I wrote up a blurb on Slashdot today about my perspective on creating highly reliable, available, or fault-tolerant systems, and how you really need to choose which of the three you are going for in designing your compute environment.
I’ve also adjusted my opinion since I posted this. There are a couple more factors, which include initial expense and maintenance cost, that need to be factored in. They are normally the domain of the bean counter, but it’s important that the admin/systems architect be aware of what tradeoffs he is willing to make in order to bring those costs down, and where the sacrifice of reliability, availability, or fault-tolerance needs to be made. And he also needs to appraise the bean counter of the importance of those factors that are being lost, as well.
Proper machine administration is a balance of: * reliability * availability * fault-tolerance
Reliability generally refers to the components of a piece of hardware not breaking very often. In our Compaq DL360 and DL380 rackmount units, reliability is a critical factor in their power supplies. The power supplies are simply crap. The fans die, the supplies blow up. It’s terrible.

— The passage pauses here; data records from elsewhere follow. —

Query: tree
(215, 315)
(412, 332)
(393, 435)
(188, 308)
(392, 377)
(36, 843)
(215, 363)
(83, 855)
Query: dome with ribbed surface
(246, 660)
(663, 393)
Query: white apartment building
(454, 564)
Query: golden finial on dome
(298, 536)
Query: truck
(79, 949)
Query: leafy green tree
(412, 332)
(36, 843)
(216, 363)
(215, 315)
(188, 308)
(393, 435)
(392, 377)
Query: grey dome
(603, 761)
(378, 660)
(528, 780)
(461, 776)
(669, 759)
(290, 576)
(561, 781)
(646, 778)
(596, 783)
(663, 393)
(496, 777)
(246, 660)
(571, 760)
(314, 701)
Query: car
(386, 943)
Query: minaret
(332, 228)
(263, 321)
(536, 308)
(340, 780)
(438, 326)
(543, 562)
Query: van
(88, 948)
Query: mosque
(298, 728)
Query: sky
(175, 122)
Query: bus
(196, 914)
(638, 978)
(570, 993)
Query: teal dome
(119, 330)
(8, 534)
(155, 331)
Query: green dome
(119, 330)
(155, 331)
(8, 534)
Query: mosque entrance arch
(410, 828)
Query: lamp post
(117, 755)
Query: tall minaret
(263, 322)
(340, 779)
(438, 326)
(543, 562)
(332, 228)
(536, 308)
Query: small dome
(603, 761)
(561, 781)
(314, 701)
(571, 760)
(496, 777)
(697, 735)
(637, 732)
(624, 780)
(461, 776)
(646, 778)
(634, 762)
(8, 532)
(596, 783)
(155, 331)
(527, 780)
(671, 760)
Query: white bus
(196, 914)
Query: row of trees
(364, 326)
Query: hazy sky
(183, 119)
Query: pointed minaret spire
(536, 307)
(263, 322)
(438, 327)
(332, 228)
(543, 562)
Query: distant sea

Availability, on the other hand, even if you have components or a system that is not highly reliable, it can still be highly available. For instance, 1U chassis systems with dual power supplies, although the power supply reliability tends to be low, nevertheless tend to be available despite the low reliability.
Fault-Tolerance is how well the system handles unusual circumstances. A system may be highly available and reliable, but if it does not handle system faults well, you may have a problem. Fault-Tolerance really refers to how well the system handles unusual conditions.
Now, I realize the distinctions seem rather vague. That is intentionally so! But separating the question into three parts helps grant admins a better look at what the weak points are of a system.
I generally prefer 1U or 2U units to have a single, reliable power supply, rather than dual power supplies with lower reliability. Because of the higher reliability of their PS, they tend to also be available more. However, you have very poor fault tolerance in the power area with just a single power supply, so you’ll normally need redundant systems in order to have a fault-tolerant environment. If that is the case, availability may suffer, for when the first machine goes down in that rare situation that the highly reliable power supply dies, you have some cutover time to the secondary system.
Really, you have to evaluate what’s most important for you. In the bank where I work, reliability is critical; fault-tolerance, somewhat less so. Availability is not so much of an issue. We close at 5:30, and really don’t do any business after that, so from 5:30 PM through 5:30 AM, our availability can be nonexistent for certain types of maintenance, and we’re just fine.
Like I said, the designations there are pretty arbitrary. But if you can come to an approach covering at least three angles on your machines and evaluate by those criteria, your overall uptime goals can be met in a way that suits your organization.
Me, I’m just sick of cheap hardware. I enjoy 1U rackmount systems, but I’d much rather have two higly reliable 2U boxes than four inherently less-reliable 1U units. Of course, vendors come into play there… Sun makes some killer 1U’s that never seem to die, while Compaq and Dell’s 1U (in my subjective experience) have horrible failure rates, particularly in power supplies. Of course, with a sample size of only a few dozen of each type, it’s possible I’m drawing too much of a generalization from too limited a set 🙂